Involvement of sodium in early phosphatidylserine exposure and phospholipid scrambling induced by P2X7 purinoceptor activation in thymocytes.

Extracellular ATP (ATP(ec)), a possible effector in thymocyte selection, induces thymocyte death via purinoceptor activation. We show that ATP(ec) induced cell death by apoptosis, rather than lysis, and early phosphatidylserine (PS) exposure and phospholipid scrambling in a limited thymocyte population (35-40%). PS externalization resulted from the activation of the cationic channel P2X7 (formerly P2Z) receptor and was triggered in all thymocyte subsets although to different proportions in each one. Phospholipid movement was dependent on ATP(ec)-induced Ca(2+) and/or Na(+) influx. At physiological external Na(+) concentration, without external Ca(2+), PS was exposed in all ATP(ec)-responsive cells. In contrast, without external Na(+), physiological external Ca(2+) concentration promoted a submaximal response. Altogether these data show that Na(+) influx plays a major role in the rapid PS exposure induced by P2X7 receptor activation in thymocytes.
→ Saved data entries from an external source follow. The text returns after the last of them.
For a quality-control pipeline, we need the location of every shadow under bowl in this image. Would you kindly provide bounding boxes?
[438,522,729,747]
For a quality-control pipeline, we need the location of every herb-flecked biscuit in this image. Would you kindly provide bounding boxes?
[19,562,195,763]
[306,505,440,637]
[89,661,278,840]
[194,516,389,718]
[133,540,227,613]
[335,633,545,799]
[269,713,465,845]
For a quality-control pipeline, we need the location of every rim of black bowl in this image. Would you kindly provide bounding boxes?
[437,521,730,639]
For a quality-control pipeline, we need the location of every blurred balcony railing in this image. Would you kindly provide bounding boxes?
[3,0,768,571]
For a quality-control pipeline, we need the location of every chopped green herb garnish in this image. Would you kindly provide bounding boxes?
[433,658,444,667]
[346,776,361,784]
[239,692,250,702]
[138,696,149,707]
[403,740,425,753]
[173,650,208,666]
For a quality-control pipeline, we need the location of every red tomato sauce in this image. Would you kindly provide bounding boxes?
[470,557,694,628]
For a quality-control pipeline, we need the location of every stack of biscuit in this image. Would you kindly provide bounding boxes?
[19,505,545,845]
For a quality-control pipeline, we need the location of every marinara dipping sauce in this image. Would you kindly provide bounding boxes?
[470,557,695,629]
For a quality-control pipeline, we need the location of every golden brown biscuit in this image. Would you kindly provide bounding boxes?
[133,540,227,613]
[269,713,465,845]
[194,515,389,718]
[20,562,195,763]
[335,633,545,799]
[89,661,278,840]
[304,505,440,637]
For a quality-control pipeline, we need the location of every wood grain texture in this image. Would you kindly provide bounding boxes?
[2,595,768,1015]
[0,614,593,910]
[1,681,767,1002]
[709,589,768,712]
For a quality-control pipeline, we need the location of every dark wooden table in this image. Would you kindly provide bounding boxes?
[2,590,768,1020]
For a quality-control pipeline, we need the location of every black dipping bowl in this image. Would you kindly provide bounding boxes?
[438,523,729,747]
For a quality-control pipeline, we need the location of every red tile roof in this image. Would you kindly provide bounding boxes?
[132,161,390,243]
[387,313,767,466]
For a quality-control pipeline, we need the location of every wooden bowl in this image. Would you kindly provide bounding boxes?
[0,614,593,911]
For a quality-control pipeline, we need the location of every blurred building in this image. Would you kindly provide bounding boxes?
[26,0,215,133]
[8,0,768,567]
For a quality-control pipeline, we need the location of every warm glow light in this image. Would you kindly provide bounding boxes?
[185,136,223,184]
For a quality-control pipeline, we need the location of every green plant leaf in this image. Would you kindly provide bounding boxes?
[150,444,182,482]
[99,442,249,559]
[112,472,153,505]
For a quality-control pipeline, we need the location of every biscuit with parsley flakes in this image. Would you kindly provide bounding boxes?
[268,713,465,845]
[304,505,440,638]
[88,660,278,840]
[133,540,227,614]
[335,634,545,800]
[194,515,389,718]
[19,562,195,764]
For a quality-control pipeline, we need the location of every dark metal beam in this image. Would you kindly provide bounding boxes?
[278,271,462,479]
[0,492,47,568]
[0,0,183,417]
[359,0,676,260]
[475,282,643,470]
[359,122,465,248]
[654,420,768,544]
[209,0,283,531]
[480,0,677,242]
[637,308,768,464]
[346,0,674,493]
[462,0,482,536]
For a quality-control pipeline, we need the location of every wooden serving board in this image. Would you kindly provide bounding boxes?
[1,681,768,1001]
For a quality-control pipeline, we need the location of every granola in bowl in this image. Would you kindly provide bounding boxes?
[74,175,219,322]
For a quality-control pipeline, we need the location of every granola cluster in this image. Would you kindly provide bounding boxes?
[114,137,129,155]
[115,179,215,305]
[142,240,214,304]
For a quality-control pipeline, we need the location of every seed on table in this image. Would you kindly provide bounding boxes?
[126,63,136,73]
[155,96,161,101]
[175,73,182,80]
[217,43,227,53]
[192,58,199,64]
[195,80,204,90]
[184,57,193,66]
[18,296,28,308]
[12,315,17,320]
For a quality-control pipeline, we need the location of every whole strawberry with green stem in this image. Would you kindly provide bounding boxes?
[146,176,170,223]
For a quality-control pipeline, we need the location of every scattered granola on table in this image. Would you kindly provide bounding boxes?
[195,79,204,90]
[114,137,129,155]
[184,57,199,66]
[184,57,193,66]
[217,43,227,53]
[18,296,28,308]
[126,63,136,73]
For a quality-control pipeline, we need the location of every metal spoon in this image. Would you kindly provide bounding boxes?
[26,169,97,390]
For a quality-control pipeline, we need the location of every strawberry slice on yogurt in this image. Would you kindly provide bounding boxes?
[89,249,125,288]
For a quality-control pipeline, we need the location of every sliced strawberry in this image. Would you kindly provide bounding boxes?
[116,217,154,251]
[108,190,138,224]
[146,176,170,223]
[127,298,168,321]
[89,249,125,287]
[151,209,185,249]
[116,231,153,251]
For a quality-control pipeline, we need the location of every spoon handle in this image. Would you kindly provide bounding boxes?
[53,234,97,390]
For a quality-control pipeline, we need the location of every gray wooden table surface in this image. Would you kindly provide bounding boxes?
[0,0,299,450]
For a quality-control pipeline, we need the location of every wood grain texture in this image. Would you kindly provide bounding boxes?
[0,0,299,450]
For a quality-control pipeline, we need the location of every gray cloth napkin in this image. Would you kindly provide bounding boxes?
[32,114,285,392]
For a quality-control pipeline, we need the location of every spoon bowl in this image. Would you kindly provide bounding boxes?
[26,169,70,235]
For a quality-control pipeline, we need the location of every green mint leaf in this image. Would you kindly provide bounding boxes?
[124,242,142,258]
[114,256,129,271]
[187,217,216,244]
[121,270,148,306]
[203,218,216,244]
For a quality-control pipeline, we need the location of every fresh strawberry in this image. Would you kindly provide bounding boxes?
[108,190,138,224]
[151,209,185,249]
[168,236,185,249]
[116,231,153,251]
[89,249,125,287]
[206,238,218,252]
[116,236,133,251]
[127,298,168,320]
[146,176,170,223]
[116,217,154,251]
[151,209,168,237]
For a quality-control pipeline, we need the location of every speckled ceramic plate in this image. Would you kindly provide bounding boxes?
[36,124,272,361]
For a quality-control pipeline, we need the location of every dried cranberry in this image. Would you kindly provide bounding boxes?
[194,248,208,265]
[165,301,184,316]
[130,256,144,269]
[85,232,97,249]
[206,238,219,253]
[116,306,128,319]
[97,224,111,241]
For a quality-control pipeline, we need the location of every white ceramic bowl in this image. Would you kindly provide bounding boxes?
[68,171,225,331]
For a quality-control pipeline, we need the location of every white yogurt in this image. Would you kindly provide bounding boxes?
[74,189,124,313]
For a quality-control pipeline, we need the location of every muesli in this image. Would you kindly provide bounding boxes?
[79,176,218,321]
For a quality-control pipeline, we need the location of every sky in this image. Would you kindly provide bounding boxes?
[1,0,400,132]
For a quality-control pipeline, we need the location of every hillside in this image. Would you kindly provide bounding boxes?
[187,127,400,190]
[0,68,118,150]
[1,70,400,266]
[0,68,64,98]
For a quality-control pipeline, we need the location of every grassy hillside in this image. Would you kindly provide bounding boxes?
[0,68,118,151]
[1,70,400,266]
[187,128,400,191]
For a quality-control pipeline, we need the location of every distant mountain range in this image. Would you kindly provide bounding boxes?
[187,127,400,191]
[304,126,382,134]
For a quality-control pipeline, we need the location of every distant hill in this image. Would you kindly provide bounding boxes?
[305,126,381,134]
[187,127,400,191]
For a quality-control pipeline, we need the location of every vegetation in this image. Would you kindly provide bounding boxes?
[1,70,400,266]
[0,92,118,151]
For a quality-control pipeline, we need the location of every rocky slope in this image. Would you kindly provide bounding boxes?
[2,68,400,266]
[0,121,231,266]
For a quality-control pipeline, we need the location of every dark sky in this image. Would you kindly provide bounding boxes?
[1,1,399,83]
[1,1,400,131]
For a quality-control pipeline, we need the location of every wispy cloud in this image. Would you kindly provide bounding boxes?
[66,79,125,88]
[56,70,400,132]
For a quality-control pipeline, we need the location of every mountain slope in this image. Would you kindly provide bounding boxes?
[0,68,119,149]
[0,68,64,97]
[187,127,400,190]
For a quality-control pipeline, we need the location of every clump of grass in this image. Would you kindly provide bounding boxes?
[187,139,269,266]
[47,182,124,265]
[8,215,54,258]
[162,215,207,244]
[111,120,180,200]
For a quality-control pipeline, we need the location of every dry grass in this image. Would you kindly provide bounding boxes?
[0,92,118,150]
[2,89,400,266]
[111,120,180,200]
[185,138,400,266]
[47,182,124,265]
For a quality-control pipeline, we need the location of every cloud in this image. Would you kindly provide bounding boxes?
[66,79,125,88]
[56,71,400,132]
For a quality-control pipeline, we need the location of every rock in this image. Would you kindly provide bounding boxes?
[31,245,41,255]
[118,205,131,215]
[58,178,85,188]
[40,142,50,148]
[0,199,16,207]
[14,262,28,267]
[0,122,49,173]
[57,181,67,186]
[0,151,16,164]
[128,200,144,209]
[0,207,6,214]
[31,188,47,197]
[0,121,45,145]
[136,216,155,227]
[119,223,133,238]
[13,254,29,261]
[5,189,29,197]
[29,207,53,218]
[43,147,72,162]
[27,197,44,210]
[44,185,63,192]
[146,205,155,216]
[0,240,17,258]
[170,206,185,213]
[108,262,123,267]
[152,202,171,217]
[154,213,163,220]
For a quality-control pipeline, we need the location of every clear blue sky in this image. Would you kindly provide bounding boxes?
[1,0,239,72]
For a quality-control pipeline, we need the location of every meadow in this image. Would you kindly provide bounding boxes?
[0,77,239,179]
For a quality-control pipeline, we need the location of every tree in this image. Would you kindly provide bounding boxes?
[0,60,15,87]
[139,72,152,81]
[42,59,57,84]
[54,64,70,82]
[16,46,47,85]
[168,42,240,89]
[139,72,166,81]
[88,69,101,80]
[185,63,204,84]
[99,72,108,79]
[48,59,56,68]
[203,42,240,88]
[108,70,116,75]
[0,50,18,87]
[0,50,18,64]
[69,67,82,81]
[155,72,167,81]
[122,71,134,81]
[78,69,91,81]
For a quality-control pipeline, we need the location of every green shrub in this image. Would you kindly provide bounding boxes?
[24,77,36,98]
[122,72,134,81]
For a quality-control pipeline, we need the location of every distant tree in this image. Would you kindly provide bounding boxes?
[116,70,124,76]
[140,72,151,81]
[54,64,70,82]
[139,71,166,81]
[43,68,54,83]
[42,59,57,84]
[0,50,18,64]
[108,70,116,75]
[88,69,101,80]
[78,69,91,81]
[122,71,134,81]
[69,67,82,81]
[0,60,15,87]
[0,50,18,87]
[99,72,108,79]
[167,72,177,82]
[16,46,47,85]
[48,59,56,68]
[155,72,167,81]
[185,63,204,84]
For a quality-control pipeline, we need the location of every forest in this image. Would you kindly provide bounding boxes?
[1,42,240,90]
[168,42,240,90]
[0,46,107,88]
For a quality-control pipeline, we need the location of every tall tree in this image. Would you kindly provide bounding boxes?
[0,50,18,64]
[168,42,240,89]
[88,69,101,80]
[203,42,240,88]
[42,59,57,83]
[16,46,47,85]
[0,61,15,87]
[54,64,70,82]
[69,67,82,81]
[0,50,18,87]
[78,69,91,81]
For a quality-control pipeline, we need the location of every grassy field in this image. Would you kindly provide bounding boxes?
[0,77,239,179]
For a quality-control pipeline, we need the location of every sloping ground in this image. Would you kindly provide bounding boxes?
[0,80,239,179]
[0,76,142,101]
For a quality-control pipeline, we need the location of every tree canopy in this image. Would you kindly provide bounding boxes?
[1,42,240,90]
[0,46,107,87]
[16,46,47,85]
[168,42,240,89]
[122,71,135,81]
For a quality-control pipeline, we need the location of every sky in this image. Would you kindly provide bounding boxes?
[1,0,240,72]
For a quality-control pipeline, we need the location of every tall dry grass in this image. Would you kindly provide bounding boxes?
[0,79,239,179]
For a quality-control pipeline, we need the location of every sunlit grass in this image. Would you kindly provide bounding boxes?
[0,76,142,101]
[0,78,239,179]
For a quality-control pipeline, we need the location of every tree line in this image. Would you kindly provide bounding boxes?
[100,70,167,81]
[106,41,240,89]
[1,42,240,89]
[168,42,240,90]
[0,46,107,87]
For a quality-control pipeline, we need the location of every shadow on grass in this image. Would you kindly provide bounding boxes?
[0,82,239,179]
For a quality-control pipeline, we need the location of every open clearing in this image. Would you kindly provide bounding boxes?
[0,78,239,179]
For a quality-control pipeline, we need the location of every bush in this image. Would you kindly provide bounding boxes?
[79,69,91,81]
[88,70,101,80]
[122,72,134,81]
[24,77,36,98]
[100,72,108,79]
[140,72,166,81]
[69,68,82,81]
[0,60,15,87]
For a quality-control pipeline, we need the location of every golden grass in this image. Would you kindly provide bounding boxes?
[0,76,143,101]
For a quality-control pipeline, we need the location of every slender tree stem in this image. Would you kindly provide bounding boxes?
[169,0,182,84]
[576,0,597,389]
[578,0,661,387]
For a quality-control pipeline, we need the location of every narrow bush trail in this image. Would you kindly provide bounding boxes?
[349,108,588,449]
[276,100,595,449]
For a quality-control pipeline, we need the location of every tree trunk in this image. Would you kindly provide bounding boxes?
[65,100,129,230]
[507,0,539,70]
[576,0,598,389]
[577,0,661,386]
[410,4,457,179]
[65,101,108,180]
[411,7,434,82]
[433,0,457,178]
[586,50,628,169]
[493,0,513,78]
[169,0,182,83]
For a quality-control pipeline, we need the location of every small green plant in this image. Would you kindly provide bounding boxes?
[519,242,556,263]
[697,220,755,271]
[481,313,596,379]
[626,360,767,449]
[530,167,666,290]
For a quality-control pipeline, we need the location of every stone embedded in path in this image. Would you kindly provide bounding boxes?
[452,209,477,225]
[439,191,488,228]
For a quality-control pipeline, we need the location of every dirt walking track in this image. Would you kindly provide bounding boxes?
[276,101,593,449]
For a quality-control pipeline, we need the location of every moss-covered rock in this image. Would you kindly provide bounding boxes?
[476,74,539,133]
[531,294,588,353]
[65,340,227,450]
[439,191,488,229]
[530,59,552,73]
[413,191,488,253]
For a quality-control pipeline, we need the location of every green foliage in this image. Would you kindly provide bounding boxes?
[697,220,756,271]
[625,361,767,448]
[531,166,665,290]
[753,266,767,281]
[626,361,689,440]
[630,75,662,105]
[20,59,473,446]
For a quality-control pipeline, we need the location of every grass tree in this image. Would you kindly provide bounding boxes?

Extracellular ATP induces phosphatidylserine externalization earlier than nuclear apoptotic events in thymocytes.

The present study shows for the first time that ATP(ec) induces a very early PS exposure in thymocytes and that this process can be induced in the absence of Ca(2+) influx and caspase activation.

Involvement of sphingosine in dexamethasone-induced thymocyte apoptosis.

It is generally accepted that ceramide plays an essential role in apoptosis. In this study we suggest that in thymocytes, dexamethasone-induced apoptosis is mediated by sphingosine rather than ceramide, through the activation of an aSMase and a cerase in a caspase-dependent manner.